The Obama administration had previously taken a stance against making contraception available to women and girls of all ages, without a prescription, claiming that the restrictions were required because the scientific evidence did not support the safety of the drug for girls under 15. Women s rights groups, as well as many medical and health groups did not agree. Since the battle began over a year ago, advocates for lifting age restrictions have criticized the restrictions as politically based and lacking in scientific reasoning. Last April, U.S. District Judge Korman sided quite emphatically with those calling for the removal of age and prescription requirements, and ordered the FDA to make emergency contraception universally available.

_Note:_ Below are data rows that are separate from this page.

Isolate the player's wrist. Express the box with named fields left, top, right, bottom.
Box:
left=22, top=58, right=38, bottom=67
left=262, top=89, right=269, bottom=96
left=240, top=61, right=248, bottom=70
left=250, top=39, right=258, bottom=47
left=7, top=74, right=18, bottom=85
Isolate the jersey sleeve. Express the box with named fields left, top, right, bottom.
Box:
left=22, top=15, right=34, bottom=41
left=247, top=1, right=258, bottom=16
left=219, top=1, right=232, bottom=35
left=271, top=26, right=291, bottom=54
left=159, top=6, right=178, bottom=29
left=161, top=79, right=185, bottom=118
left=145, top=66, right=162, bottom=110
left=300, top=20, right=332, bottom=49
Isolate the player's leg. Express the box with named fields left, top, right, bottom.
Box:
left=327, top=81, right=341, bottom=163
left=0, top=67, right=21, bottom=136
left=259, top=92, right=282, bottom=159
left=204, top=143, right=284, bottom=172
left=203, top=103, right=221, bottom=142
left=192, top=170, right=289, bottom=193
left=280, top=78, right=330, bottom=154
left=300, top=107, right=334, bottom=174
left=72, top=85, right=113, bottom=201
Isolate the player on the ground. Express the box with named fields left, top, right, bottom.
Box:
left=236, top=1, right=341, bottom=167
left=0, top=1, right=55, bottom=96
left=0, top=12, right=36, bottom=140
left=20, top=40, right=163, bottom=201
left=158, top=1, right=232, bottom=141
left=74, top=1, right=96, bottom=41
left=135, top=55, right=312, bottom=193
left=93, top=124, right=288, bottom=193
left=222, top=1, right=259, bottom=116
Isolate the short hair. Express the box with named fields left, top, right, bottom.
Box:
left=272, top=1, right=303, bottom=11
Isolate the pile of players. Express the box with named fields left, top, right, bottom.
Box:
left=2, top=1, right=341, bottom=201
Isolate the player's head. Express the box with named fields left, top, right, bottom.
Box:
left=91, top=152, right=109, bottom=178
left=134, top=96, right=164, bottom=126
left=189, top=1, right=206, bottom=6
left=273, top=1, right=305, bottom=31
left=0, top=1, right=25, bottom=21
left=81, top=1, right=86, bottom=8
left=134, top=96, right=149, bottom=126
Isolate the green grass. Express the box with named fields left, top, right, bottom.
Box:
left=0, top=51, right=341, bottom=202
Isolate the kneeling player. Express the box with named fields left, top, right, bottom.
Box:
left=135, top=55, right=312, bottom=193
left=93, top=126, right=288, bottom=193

Although the pill has been proven as safe by the FDA in the past, anti-abortion groups and social conservatives worry about the safety of making the pill accessible to anyone, regardless of age. Some oppose birth control altogether, while others worry about parents ability to monitor their children without such age restrictions. However, government restricting the pill on such grounds is politically motivated, scientifically unjustified and contrary to agency precedent according to Judge Korman.

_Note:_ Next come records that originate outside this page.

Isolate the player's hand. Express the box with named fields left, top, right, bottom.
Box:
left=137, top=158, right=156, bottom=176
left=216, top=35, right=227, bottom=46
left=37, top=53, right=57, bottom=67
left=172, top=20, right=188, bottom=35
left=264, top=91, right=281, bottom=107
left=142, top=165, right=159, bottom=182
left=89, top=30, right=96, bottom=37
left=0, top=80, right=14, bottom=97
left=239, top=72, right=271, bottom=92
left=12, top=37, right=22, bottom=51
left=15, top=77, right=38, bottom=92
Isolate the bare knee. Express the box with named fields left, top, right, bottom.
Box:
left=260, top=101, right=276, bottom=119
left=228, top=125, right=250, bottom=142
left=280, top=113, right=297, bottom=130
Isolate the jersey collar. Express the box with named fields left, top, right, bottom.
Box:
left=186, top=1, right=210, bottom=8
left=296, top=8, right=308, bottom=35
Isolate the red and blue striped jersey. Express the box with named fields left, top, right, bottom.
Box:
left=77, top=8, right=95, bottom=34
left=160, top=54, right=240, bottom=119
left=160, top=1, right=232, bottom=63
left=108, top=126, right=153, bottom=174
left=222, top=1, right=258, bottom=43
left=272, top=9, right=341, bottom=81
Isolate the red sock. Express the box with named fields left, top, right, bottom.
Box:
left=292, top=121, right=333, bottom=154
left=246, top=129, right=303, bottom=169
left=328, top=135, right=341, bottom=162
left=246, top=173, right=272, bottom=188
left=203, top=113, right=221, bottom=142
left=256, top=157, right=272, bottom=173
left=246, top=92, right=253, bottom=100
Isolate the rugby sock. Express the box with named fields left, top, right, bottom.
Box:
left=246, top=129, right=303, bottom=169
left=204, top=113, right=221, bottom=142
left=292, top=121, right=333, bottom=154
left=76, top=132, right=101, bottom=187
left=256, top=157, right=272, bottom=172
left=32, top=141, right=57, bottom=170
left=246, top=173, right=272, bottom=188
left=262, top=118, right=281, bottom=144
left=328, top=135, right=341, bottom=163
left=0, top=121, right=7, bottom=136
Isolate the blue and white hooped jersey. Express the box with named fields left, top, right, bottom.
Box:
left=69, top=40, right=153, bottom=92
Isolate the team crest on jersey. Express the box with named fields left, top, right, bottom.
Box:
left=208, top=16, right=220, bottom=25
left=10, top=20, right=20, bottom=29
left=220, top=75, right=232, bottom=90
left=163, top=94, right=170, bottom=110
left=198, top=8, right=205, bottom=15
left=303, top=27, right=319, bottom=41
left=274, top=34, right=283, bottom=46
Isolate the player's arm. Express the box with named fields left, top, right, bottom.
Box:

While the change of course for the Federal Government is a victory for many, the reason for the backtracking is not exactly clear. However, an appeals court decision last week to make Plan-B two step available over the counter immediately while the appeal was decided, and increasing support for accessibility of the contraception, might have something to do with it.
ACSH s Dr. Gilbert Ross added that he believes there s a bit more to it than that: If the Department of Justice had pursued this baseless appeal, and the Circuit Court had agreed with Judge Korman, the only option would have been to seek a ruling from the U.S. Supreme Court. I doubt that anyone in the Administration wanted to get their opinion on this issue, a lose-lose for the president I believe.